Yann LeCun on What Comes After LLMs

Unsupervised Learning 1h21 7 min #65
Yann LeCun on What Comes After LLMs
Watch on YouTube

Summary

  • Yann LeCun, one of the pioneers of deep learning and a Turing Award winner, has launched AMI Labs to pursue a fundamentally different path to human-level AI — one based on world models and the JEPA (Joint Embedding Predictive Architecture) rather than large language models. He argues that while LLMs are genuinely useful products, they are architecturally incapable of reaching human-like intelligence because they cannot predict the consequences of actions or plan through search and optimization. After more than a decade at Meta building FAIR into one of the world’s top AI research labs, he left at the end of 2025 because Meta’s total organizational focus on LLMs left no room for the exploratory research his vision requires.

Why LLMs Are Not the Path to Intelligence

  • LLMs are useful but architecturally limited: LeCun is careful to say LLMs are great products — he uses them himself — but they manipulate language and code, which are domains where the symbols themselves are the substrate of reasoning. They fail in the real world, which is high-dimensional, continuous, noisy, and messy.
  • Two missing capabilities define the gap:
    • Predicting consequences of actions: LLMs generate the next token autoregressively; they have no mechanism to foresee what will result from a sequence of actions.
    • Planning by search and optimization: Humans accomplish goals by searching for action sequences that satisfy objectives. LLMs do not search — they predict one token at a time. Even when LLMs appear to plan (in math or code), they do so by searching in token space, which only works in narrow domains where outputs can be verified.
  • The car wash common sense problem: When asked whether to walk 100 yards to a car wash, most LLMs say yes — revealing they lack basic common sense about the physical world.

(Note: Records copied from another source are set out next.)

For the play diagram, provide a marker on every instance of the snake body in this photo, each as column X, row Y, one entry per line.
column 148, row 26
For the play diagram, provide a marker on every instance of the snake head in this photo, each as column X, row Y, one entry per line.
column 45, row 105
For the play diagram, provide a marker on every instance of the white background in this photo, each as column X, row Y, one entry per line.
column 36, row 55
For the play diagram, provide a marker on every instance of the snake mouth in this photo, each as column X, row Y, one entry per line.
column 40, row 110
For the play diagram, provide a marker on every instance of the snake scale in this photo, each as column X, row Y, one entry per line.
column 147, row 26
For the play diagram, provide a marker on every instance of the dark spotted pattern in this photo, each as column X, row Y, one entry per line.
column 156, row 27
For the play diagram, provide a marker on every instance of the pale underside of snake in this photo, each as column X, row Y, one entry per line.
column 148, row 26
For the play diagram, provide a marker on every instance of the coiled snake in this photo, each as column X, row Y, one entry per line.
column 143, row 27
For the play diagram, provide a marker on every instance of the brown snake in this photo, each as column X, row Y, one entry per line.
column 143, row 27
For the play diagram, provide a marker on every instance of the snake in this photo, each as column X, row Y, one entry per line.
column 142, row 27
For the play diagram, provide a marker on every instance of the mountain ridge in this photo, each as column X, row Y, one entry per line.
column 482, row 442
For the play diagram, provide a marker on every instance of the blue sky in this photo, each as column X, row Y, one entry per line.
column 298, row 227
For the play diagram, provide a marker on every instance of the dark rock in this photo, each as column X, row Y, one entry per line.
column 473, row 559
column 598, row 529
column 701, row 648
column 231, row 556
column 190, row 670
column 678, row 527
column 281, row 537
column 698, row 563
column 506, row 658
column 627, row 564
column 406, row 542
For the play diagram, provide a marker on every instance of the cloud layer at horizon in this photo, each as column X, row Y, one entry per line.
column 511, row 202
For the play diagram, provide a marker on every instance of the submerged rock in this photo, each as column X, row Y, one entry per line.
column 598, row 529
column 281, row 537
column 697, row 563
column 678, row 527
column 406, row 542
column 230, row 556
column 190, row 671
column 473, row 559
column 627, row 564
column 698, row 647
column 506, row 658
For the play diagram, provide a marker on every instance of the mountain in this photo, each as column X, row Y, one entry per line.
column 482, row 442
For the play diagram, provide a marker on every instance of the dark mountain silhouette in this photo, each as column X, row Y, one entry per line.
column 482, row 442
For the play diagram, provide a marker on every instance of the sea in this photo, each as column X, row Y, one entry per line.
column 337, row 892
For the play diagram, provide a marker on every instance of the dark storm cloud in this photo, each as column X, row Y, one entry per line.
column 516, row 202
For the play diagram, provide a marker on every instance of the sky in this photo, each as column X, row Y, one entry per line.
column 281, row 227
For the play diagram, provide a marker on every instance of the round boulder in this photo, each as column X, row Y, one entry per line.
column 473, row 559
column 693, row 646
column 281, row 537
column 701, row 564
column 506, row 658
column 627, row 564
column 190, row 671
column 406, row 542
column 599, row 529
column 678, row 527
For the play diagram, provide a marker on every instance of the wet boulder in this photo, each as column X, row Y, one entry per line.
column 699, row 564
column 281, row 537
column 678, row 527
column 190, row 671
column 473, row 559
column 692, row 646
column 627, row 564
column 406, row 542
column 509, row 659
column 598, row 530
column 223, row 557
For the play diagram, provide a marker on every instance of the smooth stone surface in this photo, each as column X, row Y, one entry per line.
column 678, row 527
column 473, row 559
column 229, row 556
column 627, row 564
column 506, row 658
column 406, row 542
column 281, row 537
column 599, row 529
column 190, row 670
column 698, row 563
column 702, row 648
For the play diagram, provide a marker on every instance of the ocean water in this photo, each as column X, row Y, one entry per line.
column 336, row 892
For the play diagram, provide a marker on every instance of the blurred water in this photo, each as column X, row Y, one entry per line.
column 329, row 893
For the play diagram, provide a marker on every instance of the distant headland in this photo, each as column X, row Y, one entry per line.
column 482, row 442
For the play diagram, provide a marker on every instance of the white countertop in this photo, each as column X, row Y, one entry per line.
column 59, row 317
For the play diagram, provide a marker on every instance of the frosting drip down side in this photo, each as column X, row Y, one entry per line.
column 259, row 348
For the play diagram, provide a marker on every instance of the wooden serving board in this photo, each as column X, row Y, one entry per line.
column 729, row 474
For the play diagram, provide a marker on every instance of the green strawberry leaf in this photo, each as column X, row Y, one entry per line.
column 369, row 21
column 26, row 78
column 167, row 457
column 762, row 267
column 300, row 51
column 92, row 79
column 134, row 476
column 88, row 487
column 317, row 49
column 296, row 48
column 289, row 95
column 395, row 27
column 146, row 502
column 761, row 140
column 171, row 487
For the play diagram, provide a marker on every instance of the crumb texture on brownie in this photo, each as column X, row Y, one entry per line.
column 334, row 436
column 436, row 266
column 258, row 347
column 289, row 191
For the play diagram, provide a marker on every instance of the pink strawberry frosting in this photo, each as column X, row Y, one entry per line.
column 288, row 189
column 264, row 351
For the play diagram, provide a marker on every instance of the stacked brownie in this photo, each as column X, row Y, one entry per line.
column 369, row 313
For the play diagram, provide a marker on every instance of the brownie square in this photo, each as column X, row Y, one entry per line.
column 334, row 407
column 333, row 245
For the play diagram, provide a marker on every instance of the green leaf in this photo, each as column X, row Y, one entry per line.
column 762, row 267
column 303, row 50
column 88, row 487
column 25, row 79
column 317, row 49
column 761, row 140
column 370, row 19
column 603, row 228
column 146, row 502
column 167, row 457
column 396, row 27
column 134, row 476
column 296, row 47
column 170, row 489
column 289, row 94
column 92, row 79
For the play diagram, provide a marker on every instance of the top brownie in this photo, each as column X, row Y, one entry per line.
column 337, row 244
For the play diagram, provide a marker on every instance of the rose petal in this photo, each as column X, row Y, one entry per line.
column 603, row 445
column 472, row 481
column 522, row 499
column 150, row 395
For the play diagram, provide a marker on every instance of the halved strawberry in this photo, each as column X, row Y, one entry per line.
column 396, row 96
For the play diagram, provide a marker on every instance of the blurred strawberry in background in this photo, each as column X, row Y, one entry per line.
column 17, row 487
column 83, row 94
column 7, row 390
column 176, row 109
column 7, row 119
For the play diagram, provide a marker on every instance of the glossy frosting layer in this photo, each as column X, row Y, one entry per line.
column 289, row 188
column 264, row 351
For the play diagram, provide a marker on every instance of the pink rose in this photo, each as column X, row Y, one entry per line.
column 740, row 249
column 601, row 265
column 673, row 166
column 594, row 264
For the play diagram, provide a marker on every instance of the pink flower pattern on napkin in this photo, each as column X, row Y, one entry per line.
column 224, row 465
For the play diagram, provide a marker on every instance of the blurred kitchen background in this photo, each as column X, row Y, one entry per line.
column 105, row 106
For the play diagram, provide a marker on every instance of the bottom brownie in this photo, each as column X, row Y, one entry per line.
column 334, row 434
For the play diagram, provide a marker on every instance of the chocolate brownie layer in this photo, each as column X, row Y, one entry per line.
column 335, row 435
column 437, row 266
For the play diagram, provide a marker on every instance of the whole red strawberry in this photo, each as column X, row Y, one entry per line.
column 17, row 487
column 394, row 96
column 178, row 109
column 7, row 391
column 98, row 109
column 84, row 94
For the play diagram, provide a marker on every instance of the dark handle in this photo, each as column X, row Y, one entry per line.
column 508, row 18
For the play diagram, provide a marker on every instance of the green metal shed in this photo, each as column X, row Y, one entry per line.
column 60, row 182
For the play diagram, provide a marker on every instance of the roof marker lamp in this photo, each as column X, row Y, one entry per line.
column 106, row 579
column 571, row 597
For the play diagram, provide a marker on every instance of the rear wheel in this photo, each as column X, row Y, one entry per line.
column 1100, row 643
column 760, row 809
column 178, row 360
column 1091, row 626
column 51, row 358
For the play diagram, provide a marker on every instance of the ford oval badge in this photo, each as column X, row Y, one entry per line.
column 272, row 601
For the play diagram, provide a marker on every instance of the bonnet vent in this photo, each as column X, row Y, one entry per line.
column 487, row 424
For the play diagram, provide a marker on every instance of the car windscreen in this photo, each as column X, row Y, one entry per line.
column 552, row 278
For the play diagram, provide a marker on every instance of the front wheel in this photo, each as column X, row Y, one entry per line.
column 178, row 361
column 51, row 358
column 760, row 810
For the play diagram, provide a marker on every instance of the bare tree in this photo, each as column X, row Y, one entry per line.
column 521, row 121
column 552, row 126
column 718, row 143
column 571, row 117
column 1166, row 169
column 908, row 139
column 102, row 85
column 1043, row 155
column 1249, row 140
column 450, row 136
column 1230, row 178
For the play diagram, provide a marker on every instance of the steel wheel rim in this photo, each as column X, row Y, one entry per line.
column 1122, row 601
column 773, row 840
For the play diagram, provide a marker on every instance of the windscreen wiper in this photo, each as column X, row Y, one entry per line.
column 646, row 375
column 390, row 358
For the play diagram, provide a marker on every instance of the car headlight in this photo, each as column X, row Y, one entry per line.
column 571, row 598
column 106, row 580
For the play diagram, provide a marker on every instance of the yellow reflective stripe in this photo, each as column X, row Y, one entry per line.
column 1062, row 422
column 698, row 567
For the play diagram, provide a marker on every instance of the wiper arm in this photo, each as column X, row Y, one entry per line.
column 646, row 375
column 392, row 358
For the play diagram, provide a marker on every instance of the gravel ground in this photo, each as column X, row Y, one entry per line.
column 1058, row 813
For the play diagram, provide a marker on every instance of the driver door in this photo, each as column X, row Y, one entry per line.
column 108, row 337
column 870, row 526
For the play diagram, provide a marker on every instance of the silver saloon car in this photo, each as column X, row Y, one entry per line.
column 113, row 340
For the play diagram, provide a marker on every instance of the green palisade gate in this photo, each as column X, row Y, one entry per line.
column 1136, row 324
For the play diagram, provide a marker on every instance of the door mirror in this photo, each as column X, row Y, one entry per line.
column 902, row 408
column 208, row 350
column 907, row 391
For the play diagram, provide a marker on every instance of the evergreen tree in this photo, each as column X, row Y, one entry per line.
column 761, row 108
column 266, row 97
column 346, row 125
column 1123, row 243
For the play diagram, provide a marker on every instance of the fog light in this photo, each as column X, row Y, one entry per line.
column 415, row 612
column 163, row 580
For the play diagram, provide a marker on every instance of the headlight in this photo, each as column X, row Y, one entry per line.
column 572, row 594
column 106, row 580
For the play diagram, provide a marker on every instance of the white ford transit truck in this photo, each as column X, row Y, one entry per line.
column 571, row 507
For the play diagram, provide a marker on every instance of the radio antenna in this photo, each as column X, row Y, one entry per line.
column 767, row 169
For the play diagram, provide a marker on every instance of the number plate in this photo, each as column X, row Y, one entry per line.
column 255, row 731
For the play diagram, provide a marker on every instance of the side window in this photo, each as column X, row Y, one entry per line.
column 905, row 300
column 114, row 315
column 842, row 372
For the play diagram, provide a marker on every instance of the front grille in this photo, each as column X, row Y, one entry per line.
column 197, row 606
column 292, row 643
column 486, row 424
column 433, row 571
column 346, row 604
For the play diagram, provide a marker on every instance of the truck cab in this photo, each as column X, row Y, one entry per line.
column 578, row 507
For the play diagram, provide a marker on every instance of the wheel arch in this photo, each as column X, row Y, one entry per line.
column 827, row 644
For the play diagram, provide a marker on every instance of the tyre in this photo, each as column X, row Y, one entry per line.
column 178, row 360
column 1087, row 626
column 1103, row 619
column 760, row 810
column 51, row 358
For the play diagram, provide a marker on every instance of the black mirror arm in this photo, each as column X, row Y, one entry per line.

This is not a solvable fine-tuning issue; it reflects an architectural absence of world understanding.
  • LLMs are intrinsically unsafe: Because their behavior is determined entirely by training rather than hardwired constraints, there will always be prompts that produce dangerous or nonsensical outputs. No amount of alignment training can close the gap between training distribution and test distribution. LeCun contrasts this with “objective-driven AI” architectures that satisfy safety constraints by construction.

The JEPA Architecture

  • Core idea — predict in representation space, not pixel space: JEPA (Joint Embedding Predictive Architecture) takes two observations (e.g., a corrupted image and the original), runs them through encoders, and trains a predictor to predict the representation of one from the other. It does not generate pixels.
  • Why generative models fail for vision: LeCun had an epiphany around 2020 that every successful technique for learning image and video representations — DINO, MAE, SimSiam, MoCo — was non-generative. Generative approaches (VAEs, pixel-level prediction) either produce blurry results or fail to learn useful abstractions because the world is too complex to predict at the pixel level.
  • Inspiration from cognitive science: The architecture mirrors “System 2” thinking — deliberate, reflective behavior where you imagine the consequences of actions before acting, as opposed to reactive “System 1” behavior.
  • From JEPA to world models: A JEPA becomes a world model when it is made action-conditioned — it predicts how the world state will change given an action. This enables planning: searching for action sequences that minimize a cost function representing the goal.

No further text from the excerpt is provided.